Prep Time 15 minutes
Cook Time 35 minutes
Total Time 50 minutes
Servings: 8 servings

Ingredients
  

  • For the crust: 1 1/2 cups (150 g) cinnamon graham cracker crumbs
  • 3 tablespoons light brown sugar
  • 1 teaspoon ground cinnamon
  • 4 tablespoons (56 g) unsalted butter, melted
  • 1–2 tablespoons milk, as needed (optional, for packing)
  • For the filling: 16 oz (450 g) light cream cheese, softened
  • 1 cup (240 g) plain nonfat Greek yogurt
  • 2 large eggs, room temperature
  • 1/2 cup (100 g) granulated sugar
  • 1/3 cup (35 g) vanilla whey protein powder
  • 2 teaspoons vanilla extract
  • 1 1/2 teaspoons ground cinnamon
  • 1/4 teaspoon fine sea salt
  • For the cinnamon sugar topping: 2 tablespoons granulated sugar (or 1 tablespoon sugar + 1 tablespoon granular sweetener)
  • 1 teaspoon ground cinnamon
  • Optional garnish: Nonfat Greek yogurt or light whipped topping, a dusting of cinnamon, or a drizzle of light maple syrup.

Method
 

  1. Prep the pan: Heat oven to 325°F (165°C). Line the bottom of a 9-inch springform pan with parchment and lightly grease the sides.
  2. Make the crust: Stir graham crumbs, brown sugar, and cinnamon. Add melted butter and mix until the texture resembles wet sand. If it looks dry, add milk 1 teaspoon at a time.
  3. Pack and par-bake: Press the mixture firmly into the bottom and 1 inch up the sides. Bake for 8 minutes. Set aside to cool slightly.
  4. Beat the base: In a large bowl, beat cream cheese until smooth, about 1 minute. Add sugar and salt; beat again until creamy, scraping the bowl as needed.
  5. Add yogurt and flavor: Mix in Greek yogurt, vanilla, and cinnamon until just combined.
  6. Blend in protein powder: Sprinkle in whey protein. Mix on low until incorporated. Avoid overmixing to keep air out.
  7. Finish with eggs: Add eggs one at a time, mixing on low until barely combined. Stop as soon as the batter looks uniform.
  8. Fill and smooth: Pour batter into the crust and smooth the top with an offset spatula.
  9. Bake gently: Bake at 325°F (165°C) for 35–45 minutes. The edges should be set, and the center should jiggle like Jell-O, not slosh. If your oven runs hot, tent loosely with foil at the 30-minute mark.
  10. Crack the door: Turn the oven off, crack the oven door, and let the cheesecake rest inside for 45–60 minutes.

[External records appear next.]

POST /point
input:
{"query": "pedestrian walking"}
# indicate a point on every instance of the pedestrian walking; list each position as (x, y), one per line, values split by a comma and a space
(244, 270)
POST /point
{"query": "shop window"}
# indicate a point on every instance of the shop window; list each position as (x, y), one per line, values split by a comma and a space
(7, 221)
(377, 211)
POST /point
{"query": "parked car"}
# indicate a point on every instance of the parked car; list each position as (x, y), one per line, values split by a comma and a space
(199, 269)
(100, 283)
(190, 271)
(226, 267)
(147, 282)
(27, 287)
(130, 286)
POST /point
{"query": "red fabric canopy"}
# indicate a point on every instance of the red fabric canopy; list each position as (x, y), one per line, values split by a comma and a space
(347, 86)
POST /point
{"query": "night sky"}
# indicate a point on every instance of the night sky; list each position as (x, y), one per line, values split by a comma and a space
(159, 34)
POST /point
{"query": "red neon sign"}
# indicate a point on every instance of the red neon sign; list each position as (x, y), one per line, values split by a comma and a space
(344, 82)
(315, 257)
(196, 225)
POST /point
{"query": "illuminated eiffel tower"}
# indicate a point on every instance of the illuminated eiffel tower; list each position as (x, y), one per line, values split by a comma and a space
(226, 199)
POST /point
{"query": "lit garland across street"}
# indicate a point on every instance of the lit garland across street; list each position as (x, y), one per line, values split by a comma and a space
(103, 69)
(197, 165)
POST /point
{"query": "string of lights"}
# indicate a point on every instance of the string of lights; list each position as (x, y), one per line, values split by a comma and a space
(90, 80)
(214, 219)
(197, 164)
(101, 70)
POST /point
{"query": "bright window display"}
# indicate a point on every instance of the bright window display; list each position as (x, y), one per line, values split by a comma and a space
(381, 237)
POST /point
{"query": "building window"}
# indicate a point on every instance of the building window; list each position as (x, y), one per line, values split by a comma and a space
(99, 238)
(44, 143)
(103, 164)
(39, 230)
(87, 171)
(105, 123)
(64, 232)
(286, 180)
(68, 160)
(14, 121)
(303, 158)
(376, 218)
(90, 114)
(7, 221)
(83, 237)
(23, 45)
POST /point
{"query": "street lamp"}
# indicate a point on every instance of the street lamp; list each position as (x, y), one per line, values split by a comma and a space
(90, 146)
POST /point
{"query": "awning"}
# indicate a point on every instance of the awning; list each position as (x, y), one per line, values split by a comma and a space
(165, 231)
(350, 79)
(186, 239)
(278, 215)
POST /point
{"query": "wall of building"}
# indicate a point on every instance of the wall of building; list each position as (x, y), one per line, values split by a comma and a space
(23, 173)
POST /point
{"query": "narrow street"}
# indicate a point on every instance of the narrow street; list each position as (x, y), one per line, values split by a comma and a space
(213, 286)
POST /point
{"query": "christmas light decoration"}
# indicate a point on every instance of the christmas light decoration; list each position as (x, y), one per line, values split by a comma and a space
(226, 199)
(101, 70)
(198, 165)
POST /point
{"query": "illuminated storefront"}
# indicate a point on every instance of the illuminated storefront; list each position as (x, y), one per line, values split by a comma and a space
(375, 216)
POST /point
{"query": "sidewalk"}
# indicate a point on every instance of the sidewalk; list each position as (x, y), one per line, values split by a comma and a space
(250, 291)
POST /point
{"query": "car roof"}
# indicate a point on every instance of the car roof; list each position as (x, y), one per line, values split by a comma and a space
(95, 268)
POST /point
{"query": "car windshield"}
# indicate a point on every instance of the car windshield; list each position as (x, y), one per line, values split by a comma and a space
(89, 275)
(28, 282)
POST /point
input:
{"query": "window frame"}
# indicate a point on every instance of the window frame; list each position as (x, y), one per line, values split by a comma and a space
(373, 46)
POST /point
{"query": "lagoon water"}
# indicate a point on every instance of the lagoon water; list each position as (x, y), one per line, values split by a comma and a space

This gradual cool helps prevent cracks.
  11. Chill completely: Remove, run a thin knife around the edge, and cool to room temperature. Cover and refrigerate at least 6 hours, preferably overnight.
  12. Add cinnamon sugar: Mix sugar and cinnamon. Right before serving, sprinkle generously over the top for a crisp, sparkly finish.
  13. Slice smart: Warm a sharp knife under hot water, wipe dry, and slice. Clean the knife between cuts for neat edges.